The above sentinel event is as a result of a mistake that resulted in a medication error. It is a common but devastating type of mistake in the healthcare system. Medication errors are so grievous that the impact can affect the wellbeing of patients and society. According to a report by Preventing Medication Errors, prepared by the Institute of Medicine (IOM), about 1.5 million people are affected by a medication error in the United States of America annually. Additionally, the same report further tallies thousands of deaths per year as the government is left to pounder on a loss of about $3.5 billion each year.

However, medication mistakes can be prevented by being keen on medication packages. For example, the above case was propelled by a mistake that could have confused the nurse in the determination of the correct medication bag. Besides, medication ordering should be precise, clear, and well-tagged so that there cannot be such medication. The author supports his insights by presenting data by the Joint Commission on Accreditation of Healthcare Organizations (JCAHO) shows that “At least a quarter of medication-related injuries are preventable”. However, the irony comes in where numerous medications are not well-labelled and sorted out to ease their access.

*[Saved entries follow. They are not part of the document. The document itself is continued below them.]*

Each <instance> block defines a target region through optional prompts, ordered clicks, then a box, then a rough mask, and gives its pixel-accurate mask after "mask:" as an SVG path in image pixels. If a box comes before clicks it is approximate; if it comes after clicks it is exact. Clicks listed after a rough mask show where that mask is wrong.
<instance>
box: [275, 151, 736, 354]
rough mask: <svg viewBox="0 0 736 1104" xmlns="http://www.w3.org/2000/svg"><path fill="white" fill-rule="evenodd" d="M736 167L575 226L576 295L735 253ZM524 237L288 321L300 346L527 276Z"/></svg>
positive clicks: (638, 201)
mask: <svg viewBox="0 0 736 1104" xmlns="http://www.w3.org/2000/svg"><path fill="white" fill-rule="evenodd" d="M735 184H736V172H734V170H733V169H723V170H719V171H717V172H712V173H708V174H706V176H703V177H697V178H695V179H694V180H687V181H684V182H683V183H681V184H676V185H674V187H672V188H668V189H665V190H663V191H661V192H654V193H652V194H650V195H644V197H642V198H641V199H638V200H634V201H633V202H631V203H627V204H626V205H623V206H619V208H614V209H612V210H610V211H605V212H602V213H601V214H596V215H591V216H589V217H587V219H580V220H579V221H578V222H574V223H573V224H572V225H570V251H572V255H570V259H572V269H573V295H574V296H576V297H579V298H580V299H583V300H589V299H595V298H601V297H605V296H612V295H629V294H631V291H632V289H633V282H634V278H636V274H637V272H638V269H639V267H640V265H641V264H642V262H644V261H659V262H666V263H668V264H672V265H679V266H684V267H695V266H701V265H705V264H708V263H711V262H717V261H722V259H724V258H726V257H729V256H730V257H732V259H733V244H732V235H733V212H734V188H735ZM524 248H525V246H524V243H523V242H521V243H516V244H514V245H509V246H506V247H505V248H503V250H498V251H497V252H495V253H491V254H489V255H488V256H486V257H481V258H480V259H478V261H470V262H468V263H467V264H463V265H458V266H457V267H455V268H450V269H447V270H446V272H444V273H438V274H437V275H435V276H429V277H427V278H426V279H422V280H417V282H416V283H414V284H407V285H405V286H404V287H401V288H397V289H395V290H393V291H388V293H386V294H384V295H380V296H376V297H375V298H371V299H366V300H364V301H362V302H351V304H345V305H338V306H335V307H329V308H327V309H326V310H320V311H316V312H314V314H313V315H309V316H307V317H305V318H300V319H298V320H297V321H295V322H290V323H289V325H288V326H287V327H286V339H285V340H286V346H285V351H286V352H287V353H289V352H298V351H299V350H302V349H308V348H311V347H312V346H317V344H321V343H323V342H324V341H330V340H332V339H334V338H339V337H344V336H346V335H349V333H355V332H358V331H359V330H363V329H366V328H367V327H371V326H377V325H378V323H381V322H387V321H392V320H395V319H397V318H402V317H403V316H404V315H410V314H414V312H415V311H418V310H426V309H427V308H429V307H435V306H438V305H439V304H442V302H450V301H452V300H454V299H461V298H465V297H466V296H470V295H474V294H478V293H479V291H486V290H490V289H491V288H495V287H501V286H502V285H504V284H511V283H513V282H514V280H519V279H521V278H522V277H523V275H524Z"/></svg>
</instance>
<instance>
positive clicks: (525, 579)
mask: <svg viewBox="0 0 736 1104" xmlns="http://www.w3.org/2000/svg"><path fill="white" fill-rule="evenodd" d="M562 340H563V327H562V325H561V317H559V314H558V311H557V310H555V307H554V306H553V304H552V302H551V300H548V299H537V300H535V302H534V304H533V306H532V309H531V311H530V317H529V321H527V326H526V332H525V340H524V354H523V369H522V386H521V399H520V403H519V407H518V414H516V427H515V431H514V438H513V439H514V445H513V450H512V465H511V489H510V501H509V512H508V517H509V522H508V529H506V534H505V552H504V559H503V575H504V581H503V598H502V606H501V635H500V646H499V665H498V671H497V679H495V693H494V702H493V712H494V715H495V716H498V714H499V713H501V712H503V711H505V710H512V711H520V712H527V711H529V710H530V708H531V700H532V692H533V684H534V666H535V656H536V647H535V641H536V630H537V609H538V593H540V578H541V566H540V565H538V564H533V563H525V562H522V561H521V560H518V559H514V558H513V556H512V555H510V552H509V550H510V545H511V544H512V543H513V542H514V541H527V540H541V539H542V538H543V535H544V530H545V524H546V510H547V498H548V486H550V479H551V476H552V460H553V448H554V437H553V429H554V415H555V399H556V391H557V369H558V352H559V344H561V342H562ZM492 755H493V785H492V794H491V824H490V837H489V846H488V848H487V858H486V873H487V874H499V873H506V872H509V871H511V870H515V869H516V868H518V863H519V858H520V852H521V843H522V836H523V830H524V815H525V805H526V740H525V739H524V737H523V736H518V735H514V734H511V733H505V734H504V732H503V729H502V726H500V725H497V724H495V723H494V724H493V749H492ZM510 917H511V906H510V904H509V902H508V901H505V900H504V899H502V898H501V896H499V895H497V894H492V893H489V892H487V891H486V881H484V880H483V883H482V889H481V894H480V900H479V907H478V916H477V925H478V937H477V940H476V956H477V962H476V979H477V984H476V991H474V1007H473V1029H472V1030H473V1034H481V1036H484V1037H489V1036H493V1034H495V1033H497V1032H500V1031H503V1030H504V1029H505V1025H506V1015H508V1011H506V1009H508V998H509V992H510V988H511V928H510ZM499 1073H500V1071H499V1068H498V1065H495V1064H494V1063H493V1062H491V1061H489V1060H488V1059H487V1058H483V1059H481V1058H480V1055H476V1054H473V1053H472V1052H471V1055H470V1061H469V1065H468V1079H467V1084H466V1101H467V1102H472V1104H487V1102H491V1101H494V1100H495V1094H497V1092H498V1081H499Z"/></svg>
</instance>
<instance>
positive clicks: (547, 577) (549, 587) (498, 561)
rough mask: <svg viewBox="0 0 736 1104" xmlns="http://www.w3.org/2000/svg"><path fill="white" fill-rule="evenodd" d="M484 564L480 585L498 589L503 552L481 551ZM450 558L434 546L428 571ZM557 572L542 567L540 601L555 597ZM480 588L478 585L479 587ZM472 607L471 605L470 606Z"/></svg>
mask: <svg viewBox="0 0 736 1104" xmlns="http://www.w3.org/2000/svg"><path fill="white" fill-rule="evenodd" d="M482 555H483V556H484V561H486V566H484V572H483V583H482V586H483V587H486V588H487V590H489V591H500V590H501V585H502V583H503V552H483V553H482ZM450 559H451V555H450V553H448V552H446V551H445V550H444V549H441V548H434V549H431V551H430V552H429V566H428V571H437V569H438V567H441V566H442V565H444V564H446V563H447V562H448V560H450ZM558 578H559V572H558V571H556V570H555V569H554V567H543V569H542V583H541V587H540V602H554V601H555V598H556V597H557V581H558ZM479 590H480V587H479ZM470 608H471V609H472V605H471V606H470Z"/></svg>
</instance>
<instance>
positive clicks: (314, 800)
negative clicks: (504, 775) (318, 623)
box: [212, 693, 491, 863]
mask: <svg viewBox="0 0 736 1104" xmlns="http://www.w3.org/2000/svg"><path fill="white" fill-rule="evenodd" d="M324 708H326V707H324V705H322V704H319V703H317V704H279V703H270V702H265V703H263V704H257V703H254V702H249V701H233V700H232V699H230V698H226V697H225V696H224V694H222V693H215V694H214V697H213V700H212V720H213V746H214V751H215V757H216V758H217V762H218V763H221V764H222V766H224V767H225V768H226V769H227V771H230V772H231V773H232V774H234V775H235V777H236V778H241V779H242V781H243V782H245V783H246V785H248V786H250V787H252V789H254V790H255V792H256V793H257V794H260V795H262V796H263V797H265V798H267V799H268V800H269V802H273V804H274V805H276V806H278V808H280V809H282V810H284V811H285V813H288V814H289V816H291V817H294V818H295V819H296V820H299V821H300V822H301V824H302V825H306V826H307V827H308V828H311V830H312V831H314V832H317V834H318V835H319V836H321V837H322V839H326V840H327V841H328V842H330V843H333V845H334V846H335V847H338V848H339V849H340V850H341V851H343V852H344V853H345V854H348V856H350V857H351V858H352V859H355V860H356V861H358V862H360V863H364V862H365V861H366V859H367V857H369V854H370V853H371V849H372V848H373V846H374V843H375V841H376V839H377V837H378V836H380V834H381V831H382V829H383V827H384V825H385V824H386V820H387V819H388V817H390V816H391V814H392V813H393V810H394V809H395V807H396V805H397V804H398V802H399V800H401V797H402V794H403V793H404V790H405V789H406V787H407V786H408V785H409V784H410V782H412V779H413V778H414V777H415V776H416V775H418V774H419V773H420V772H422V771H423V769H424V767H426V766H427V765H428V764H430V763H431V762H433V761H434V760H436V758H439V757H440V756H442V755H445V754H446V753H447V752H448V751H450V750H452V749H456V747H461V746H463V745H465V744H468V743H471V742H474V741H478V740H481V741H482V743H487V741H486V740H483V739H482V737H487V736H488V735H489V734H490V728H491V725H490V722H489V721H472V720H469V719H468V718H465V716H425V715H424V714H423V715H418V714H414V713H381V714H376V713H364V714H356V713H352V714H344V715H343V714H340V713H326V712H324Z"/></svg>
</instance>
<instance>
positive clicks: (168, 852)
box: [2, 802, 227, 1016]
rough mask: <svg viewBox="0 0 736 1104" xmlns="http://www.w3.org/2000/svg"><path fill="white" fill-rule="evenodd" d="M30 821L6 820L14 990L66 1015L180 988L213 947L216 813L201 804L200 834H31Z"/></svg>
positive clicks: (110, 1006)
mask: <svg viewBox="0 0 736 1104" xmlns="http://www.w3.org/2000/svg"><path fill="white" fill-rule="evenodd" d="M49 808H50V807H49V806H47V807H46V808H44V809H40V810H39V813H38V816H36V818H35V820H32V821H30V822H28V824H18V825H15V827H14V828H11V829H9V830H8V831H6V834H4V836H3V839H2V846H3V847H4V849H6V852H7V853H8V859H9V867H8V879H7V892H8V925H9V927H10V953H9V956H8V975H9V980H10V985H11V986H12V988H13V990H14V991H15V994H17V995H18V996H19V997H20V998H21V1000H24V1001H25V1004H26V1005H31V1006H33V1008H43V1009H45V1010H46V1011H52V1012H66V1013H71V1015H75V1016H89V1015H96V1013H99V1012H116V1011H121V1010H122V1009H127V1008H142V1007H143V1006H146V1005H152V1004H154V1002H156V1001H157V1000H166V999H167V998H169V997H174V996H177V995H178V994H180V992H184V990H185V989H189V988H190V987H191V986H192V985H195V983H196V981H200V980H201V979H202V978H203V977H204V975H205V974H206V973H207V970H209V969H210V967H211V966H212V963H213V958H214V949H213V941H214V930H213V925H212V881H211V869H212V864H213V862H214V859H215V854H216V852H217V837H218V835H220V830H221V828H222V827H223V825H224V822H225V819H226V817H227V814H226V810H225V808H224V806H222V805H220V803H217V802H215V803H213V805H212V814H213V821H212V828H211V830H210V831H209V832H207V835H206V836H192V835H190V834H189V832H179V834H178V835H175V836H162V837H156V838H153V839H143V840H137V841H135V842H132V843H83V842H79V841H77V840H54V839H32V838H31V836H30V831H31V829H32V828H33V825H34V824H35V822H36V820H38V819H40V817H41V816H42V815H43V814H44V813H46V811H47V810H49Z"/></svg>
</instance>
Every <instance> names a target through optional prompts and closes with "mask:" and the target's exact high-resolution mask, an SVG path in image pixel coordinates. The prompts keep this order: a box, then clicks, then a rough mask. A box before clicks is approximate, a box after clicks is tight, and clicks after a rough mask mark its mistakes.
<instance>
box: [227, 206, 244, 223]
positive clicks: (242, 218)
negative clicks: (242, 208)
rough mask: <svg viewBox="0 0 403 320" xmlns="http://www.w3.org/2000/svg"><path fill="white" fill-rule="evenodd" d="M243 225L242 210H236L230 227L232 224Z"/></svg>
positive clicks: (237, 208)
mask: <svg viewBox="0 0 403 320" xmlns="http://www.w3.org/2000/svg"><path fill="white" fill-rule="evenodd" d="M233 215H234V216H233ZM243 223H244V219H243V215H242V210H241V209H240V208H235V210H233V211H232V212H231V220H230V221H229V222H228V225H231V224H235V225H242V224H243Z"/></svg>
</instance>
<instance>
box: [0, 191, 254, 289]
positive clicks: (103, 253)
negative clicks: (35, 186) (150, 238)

The case has reminded me of the importance of patient’s safety from every bit of the healthcare unit. Hospitalists should be in the front line to cater to the patients’ wellbeing. Medication error is an unforgivable mistake that should not be tolerated at any given time. Unless, the responsible sector in the healthcare system uphold the patients’ safety charter, the same mistake will keep on reoccurring. Nonetheless, sentinel perioperative events can be prevented.